Below does the trick without having to create separate data.frames/matrices, all you need to do is to keep an integer sequnce, id that stores the shuffled indices for each fold.
X <- read.csv('data.csv')
k = 5 # number of folds
fold_size <-nrow(X)/k
indices <- rep(1:k,rep(fold_size,k))
id <- sample(indices, replace = FALSE) # random draws without replacement
log_models <- new.env(hash=T, parent=emptyenv())
for (i in 1:k){
train <- X[id != i,]
test <- X[id == i,]
# run algorithm, e.g. logistic regression
log_models[[as.character(i)]] <- glm(outcome~., family="binomial", data=train)
}
The sperrorest package provides this ability. You can choose between a random split (partition.cv()), a spatial split (partition.kmeans()), or a split based on factor levels (partition.factor.cv()). The latter is currently only available in the Github version.
Example:
library(sperrorest)
data(ecuador)
## non-spatial cross-validation:
resamp <- partition.cv(ecuador, nfold = 5, repetition = 1:1)

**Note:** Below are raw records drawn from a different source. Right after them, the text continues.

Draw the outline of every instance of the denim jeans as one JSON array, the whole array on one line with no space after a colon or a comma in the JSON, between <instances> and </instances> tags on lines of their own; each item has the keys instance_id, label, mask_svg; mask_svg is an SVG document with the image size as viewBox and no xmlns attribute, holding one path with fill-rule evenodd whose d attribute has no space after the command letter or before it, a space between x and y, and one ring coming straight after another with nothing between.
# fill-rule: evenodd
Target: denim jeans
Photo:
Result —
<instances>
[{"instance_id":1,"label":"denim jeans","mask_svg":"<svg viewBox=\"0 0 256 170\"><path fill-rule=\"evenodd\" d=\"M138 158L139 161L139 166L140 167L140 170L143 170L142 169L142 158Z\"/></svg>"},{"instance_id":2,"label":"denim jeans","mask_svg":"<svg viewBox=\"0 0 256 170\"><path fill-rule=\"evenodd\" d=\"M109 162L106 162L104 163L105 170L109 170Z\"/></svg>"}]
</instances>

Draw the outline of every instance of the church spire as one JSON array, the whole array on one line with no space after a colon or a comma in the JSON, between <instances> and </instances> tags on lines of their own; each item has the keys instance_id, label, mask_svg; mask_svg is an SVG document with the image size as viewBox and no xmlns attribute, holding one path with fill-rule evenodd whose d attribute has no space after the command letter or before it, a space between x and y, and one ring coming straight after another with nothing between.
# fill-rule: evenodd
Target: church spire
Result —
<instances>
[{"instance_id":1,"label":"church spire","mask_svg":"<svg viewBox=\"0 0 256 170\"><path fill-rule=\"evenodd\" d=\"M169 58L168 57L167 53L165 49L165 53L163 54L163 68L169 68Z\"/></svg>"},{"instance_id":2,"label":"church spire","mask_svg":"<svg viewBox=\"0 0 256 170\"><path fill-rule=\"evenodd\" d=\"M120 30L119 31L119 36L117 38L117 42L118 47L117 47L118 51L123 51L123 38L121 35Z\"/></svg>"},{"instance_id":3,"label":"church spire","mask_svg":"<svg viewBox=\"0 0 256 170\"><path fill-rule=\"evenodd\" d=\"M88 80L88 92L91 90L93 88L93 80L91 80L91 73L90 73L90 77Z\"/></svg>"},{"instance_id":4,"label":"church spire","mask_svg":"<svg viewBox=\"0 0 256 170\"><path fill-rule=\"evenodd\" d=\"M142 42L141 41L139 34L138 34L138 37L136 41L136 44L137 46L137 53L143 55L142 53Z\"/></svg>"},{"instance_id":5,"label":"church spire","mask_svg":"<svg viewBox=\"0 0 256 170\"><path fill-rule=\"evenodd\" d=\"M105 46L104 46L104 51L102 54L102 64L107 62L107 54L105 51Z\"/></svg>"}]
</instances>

# first repetition, second fold, test set indices:
idx <- resamp[['1']][[2]]$test
# test sample used in this particular repetition and fold:
ecuador[idx , ]
If you have a spatial data set (with coords), you can also visualize your generated folds
# this may take some time...
plot(resamp, ecuador)
Cross-validation can then be performed using sperrorest() (sequential) or parsperrorest() (parallel).